The purpose of this project was to analyze the Amazon reviews written by members of the paid Amazon Vine program on Software products. The Amazon Vine program is a service that allows manufacturers and publishers to receive reviews for their products - in this project we're analyzing reviews on software products. The Software review data was extracted from AWS, transformed in Google Colab with PySpark and loaded in to pgAdmin.
- PySpark
- PostgreSQL
- AWS
- Google Colab
In total, there were 248 vine (paid) reviews, and 17,514 non-vine (unpaid) reviews. Of these reviews, those that had 5-star ratings there were 102 (1.94%) vine reviews, and 5,154 (98.06%) non-vine reviews. Of all the total rating scores, those with 5-star paid ratings made up 0.6%, and those with 5-star unpaid ratings made up 29%.

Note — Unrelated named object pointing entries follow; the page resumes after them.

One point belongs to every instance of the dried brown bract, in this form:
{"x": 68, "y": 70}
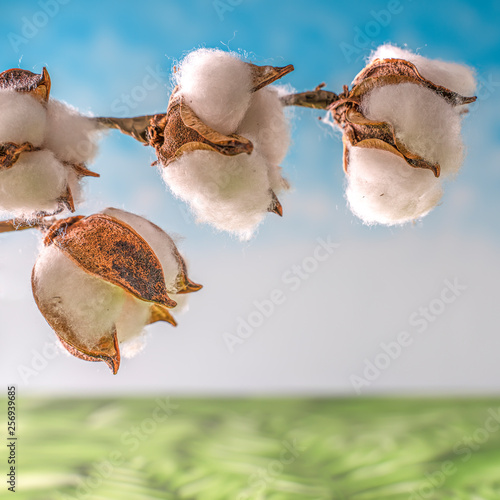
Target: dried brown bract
{"x": 100, "y": 279}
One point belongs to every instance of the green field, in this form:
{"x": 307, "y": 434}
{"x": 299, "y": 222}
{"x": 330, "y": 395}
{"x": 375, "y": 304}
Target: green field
{"x": 276, "y": 449}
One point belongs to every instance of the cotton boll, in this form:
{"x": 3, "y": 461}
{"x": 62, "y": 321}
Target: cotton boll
{"x": 89, "y": 305}
{"x": 276, "y": 180}
{"x": 426, "y": 123}
{"x": 229, "y": 192}
{"x": 22, "y": 118}
{"x": 383, "y": 188}
{"x": 217, "y": 86}
{"x": 71, "y": 136}
{"x": 133, "y": 317}
{"x": 162, "y": 245}
{"x": 32, "y": 184}
{"x": 265, "y": 121}
{"x": 456, "y": 77}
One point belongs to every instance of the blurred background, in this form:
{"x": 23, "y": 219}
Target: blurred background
{"x": 336, "y": 330}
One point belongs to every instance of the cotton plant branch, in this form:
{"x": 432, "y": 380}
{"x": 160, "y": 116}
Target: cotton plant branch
{"x": 137, "y": 126}
{"x": 21, "y": 224}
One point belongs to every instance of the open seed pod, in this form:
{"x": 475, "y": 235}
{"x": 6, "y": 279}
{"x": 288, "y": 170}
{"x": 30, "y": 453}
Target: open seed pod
{"x": 221, "y": 141}
{"x": 100, "y": 279}
{"x": 401, "y": 134}
{"x": 44, "y": 145}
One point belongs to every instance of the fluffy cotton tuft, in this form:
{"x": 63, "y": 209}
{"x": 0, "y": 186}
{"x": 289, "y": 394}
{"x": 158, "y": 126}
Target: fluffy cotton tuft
{"x": 22, "y": 118}
{"x": 34, "y": 183}
{"x": 456, "y": 77}
{"x": 229, "y": 192}
{"x": 71, "y": 136}
{"x": 266, "y": 123}
{"x": 162, "y": 245}
{"x": 383, "y": 188}
{"x": 425, "y": 122}
{"x": 89, "y": 305}
{"x": 217, "y": 86}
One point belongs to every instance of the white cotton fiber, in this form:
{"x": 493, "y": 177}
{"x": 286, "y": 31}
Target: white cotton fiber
{"x": 217, "y": 86}
{"x": 383, "y": 188}
{"x": 265, "y": 121}
{"x": 33, "y": 183}
{"x": 88, "y": 304}
{"x": 22, "y": 118}
{"x": 456, "y": 77}
{"x": 71, "y": 136}
{"x": 426, "y": 123}
{"x": 133, "y": 318}
{"x": 160, "y": 242}
{"x": 91, "y": 306}
{"x": 229, "y": 192}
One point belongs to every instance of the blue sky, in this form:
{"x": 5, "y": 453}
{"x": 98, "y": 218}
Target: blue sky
{"x": 97, "y": 52}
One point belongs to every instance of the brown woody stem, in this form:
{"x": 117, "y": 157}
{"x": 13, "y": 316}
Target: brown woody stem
{"x": 135, "y": 127}
{"x": 317, "y": 98}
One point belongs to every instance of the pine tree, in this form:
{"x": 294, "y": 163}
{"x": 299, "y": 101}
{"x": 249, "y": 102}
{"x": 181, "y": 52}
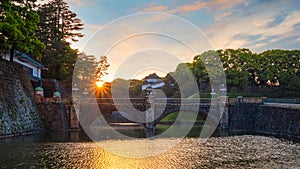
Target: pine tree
{"x": 58, "y": 27}
{"x": 18, "y": 23}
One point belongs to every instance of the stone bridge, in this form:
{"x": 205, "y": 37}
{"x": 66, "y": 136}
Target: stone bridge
{"x": 150, "y": 111}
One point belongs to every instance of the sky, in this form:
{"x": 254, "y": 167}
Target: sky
{"x": 140, "y": 37}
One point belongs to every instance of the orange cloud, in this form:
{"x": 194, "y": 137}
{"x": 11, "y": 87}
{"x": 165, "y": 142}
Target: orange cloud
{"x": 199, "y": 5}
{"x": 156, "y": 9}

With 98.06% of 5 star reviews from unpaid customers, this shows that there was no positivity bias in the 5 stars review. In other words, the fact that people were paid did not bias the reviews. The fact that the overwhelming majority of reviews came from unpaid customers demonstrates that people were so satisfied with their software products that they did not require payment to leave a 5 star review.
Since the 5star unpaid reviews made up 29% of all of the reviews, it would be interesting to perform the same percentage calculations for each star rating to see the distribution of the reviews.